Elster mengemukakan : the essence of rational choice explanation embodies a conception of how preferences, beliefs, resources and actions stand in relation to one another. Hubungan ini dapat dipecah atas dua bagian yaitu :

  1. Terdapat sebuah kriteria yang konsisten yang dapat diaplikasikan terhadap struktur preferensi-preferensi dan kepercayaan-kepercayaan
  2. Terdapat serangkaian persyaratan yang mengikat.

Dapat dikatakan bahwa suatu aksi disebut rasional jika dapat memperlihatkan keterkaitan dengan preferensi-preferensi, kepercayaan-kepercayaan, dan sumber- sumber daya.

Sebuah tindakan dikatakan rasional jika :

  1. dapat dibuktikan (secara ex- ante daripada ex-post) sebagai tindakan terbaik yang mungkin dilakukan untuk memenuhi preferensi-preferensi agen sesuai kepercayaan-kepercayaan,

  2. bahwa kepercayaan-kepercayaan tersebut rasional sesuai bukti-bukti yang ada, dan

  3. jalan atau proses dan kualitas dari bukti-bukti yang tersedia dapat dijustifikasi sesuai rasio biaya dan keuntungan.

Kaum klasik menegaskan bahwa manusia rasional adalah yang selalu berusaha memilih alternative terbaik dari berbagai pilihan yang tersedia, sesuai kendala dan keterbatasan yang dimiliki. Menurut Jurgen Habermas dalam The Theory of Communicative Action , tindakan rasional adalah tindakan yang disengaja untuk mencapai hasil maksimal dengan menciptakan kondisi yang kondusif dan institusi- institusi yang mendukung sehingga dapat dilakukan tindakan dengan tingkat kesalahan minimal.

Meskipun terdapat beberapa kritik terhadap teori rasionalitas, William H. Riker (1994) menawarkan suatu jalan keluar yaitu dengan mengasumsikan bahwa perangkat pilihan sudah berisikan semua alternatif yang mungkin relevan. Dengan berlandaskan asumsi tersebut, maka semua pilihan yang ada aktor bisa memilih sebuah alternatif yang dianggap terbaik.

Dalam hal ini bisa saja aktor keliru dalam menafsirkan alternatif-alternatif yang ada, atau salah dalam memilih alternatif yang tidak sesuai dengan tujuan utama mereka, atau aktor tidak memilih alternatif yang terbaik karena kurangnya informasi.
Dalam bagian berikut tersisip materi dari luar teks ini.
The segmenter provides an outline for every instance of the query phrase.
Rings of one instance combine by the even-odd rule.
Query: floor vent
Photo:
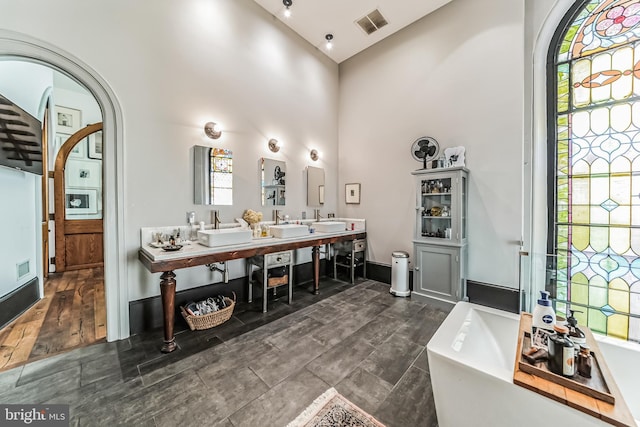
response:
[[[18,280],[20,280],[31,271],[31,268],[29,268],[29,260],[16,264],[16,269],[18,271]]]
[[[368,13],[364,17],[358,19],[356,21],[356,24],[358,25],[358,27],[362,28],[362,31],[367,34],[371,34],[387,25],[388,22],[384,18],[384,16],[382,16],[380,11],[376,9],[373,12]]]

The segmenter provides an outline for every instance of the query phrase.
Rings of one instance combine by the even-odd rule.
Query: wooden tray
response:
[[[610,403],[596,398],[591,394],[587,394],[584,392],[584,389],[579,391],[576,390],[575,387],[571,388],[563,382],[563,380],[573,381],[572,379],[556,375],[552,372],[548,372],[548,370],[546,374],[541,374],[542,369],[538,368],[534,374],[531,373],[530,370],[521,369],[521,363],[528,365],[525,369],[536,368],[522,360],[522,348],[525,345],[525,336],[528,336],[528,332],[531,331],[530,313],[521,313],[520,315],[520,332],[518,335],[518,347],[516,349],[516,360],[513,369],[513,383],[599,418],[606,423],[621,427],[635,426],[636,423],[631,415],[631,411],[629,411],[629,408],[620,393],[620,389],[618,389],[618,386],[607,367],[606,360],[602,357],[602,353],[598,347],[598,342],[593,338],[593,335],[588,328],[581,325],[580,329],[582,329],[586,335],[587,344],[591,349],[591,354],[595,356],[594,361],[597,361],[597,371],[602,376],[603,383],[608,389],[608,394],[612,396],[615,403]],[[527,334],[525,334],[525,332],[527,332]],[[594,363],[594,365],[596,365],[596,363]],[[596,368],[593,366],[592,374],[595,372]],[[593,389],[593,387],[590,388]],[[603,390],[599,390],[598,393],[606,394]]]
[[[576,372],[573,378],[567,378],[562,375],[555,374],[547,367],[547,362],[539,362],[535,365],[527,362],[523,356],[531,348],[531,335],[529,332],[524,332],[522,337],[522,352],[520,353],[520,360],[518,361],[520,370],[528,372],[533,375],[537,375],[549,381],[553,381],[556,384],[560,384],[571,390],[584,393],[588,396],[595,397],[596,399],[604,400],[605,402],[615,403],[616,398],[611,394],[609,386],[602,375],[600,369],[600,363],[596,353],[591,352],[591,358],[593,360],[591,365],[591,378],[585,378]]]

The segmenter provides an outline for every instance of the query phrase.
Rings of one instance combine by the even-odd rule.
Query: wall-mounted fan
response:
[[[417,161],[422,161],[422,169],[426,169],[427,162],[438,157],[439,153],[440,145],[438,145],[438,141],[430,136],[418,138],[411,144],[411,155]]]

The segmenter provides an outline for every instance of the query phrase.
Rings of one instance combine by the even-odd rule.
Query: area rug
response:
[[[287,427],[384,427],[333,387],[325,391]]]

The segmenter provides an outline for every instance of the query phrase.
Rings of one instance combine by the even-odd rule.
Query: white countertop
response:
[[[354,233],[364,233],[365,230],[347,230],[347,231],[339,231],[336,233],[321,233],[316,231],[315,233],[309,233],[305,236],[300,237],[291,237],[287,239],[279,239],[275,237],[271,238],[257,238],[253,239],[248,243],[241,243],[235,245],[226,245],[226,246],[217,246],[214,248],[210,248],[204,245],[201,245],[197,241],[190,241],[189,244],[186,244],[182,247],[182,249],[174,252],[168,252],[161,248],[155,248],[151,246],[151,244],[143,245],[140,250],[144,252],[151,260],[153,261],[168,261],[168,260],[177,260],[182,258],[191,258],[201,255],[210,255],[221,252],[232,252],[235,250],[244,250],[244,249],[253,249],[265,246],[273,246],[281,243],[293,243],[293,242],[304,242],[311,241],[316,239],[322,239],[325,237],[334,237],[334,236],[348,236]]]

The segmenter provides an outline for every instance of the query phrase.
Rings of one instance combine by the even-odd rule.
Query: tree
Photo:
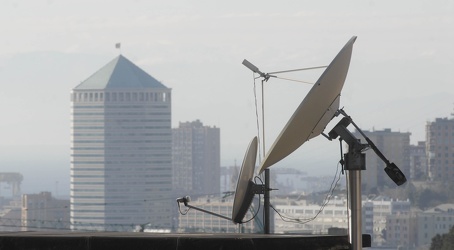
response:
[[[430,244],[430,250],[452,250],[454,249],[454,227],[448,233],[435,235]]]
[[[441,249],[454,249],[454,227],[451,227],[449,233],[443,234],[443,246]]]
[[[421,209],[427,209],[446,202],[446,196],[446,192],[435,192],[431,189],[425,188],[417,195],[416,204]]]
[[[440,250],[443,246],[443,237],[439,234],[435,235],[432,238],[432,242],[430,244],[430,250]]]

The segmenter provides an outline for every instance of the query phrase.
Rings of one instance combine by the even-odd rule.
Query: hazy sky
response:
[[[415,143],[427,121],[454,111],[453,1],[6,0],[0,32],[1,171],[69,176],[69,93],[119,54],[118,42],[172,88],[173,127],[221,128],[222,165],[241,164],[257,134],[245,58],[264,72],[327,65],[356,35],[341,106],[359,126],[411,132]],[[267,148],[310,88],[266,83]],[[273,168],[334,173],[338,147],[316,138]]]

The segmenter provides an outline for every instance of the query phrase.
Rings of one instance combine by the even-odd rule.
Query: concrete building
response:
[[[363,234],[374,236],[374,203],[371,201],[362,202],[362,231]]]
[[[398,212],[386,216],[386,246],[415,249],[417,244],[417,213]]]
[[[427,157],[425,141],[419,141],[417,145],[410,145],[410,179],[427,179]]]
[[[437,234],[445,234],[454,226],[454,204],[441,204],[420,212],[417,217],[417,246],[430,245]]]
[[[69,229],[69,200],[50,192],[22,195],[22,227],[26,231]]]
[[[392,132],[391,129],[364,130],[363,132],[390,162],[394,162],[406,176],[410,176],[409,147],[411,133]],[[354,134],[357,138],[362,139],[357,131]],[[361,141],[366,143],[364,139]],[[363,192],[370,192],[383,186],[394,187],[396,185],[383,170],[385,167],[385,163],[373,150],[366,151],[366,170],[361,172]]]
[[[394,200],[379,196],[374,199],[363,199],[363,233],[370,234],[373,246],[385,246],[387,217],[409,213],[409,200]]]
[[[236,163],[234,166],[221,167],[221,193],[235,191],[240,167]]]
[[[0,173],[0,191],[2,191],[2,183],[10,185],[11,196],[13,198],[19,198],[21,195],[21,183],[24,177],[21,173]]]
[[[21,200],[3,200],[0,196],[0,231],[22,231]]]
[[[172,182],[182,195],[220,192],[220,129],[204,126],[199,120],[180,122],[172,129]]]
[[[325,180],[325,176],[308,176],[306,172],[294,168],[276,168],[270,173],[271,185],[277,189],[273,191],[274,195],[323,191],[326,186],[321,187],[320,184],[332,180],[332,176],[331,179]]]
[[[426,125],[426,151],[429,178],[454,179],[454,119],[437,118]]]
[[[327,234],[330,228],[348,228],[348,209],[345,198],[332,198],[322,209],[296,197],[273,199],[275,233]],[[289,220],[294,218],[299,220]]]
[[[199,197],[195,201],[191,201],[191,205],[216,213],[226,217],[232,217],[233,196],[219,198],[219,196],[204,196]],[[254,207],[258,207],[258,199],[254,199],[251,205],[252,211]],[[197,210],[187,210],[184,205],[181,205],[179,214],[179,232],[185,233],[261,233],[263,232],[262,210],[258,211],[257,216],[250,222],[244,224],[234,224],[232,221],[223,219],[217,216],[210,215]],[[186,214],[184,214],[187,212]],[[251,219],[251,213],[247,213],[243,221]]]
[[[74,230],[171,227],[171,89],[120,55],[71,93]]]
Untuk menghilangkan keragu-raguan dalam menetukan pilihan, Riker membedakan procedural rationality atau revealed preference (di mana tidak ada tujuan ataupun hasil yang sudah dispesifikasikan sebelumnya) dengan substantive rationality atau posited rationality (dimana tujuan-tujuan tertentu sudah ditentukan sebelumnya.

Dengan adanya pembedaan procedural rationality dari substantive rationality tersebut, maka model pilihan rasional bisa menggeneralisasi pilihan-pilihan yang persis sama dengan peristiwa-peristiwa pengambilan harga dalam pasar ekonomi dan yang lebih penting lagi, mampu menggeneralisasi tujuan dari para aktor.

Pada tahun 1989, Coleman mendirikan jurnal Rationality and Society yang bertujuan menyebarkan pemikiran yang berasal dari perspektif pilihan rasional. Jurnal tersebut bersifat interdisipliner karena teori pilihan rasional adalah satu-satunya teori yang mungkin menghasilkan integrasi berbagai paradigma kehidupan sosial.

Coleman menginginkan karya penelitian dilakukan bertolak dari perspektif pilihan rasional yang mempunyai kaitan praktis dengan kehidupan social yang sedang berubah. Fenomena makro harus dapat dijelaskan oleh faktor internalnya sendiri, khususnya faktor individual. Fenomena ini juga menjelaskan bahwa data biasanya dikumpulkan di tingkat individual dan kemudian disusun untuk menghasilkan data di tingkat sistem sosial.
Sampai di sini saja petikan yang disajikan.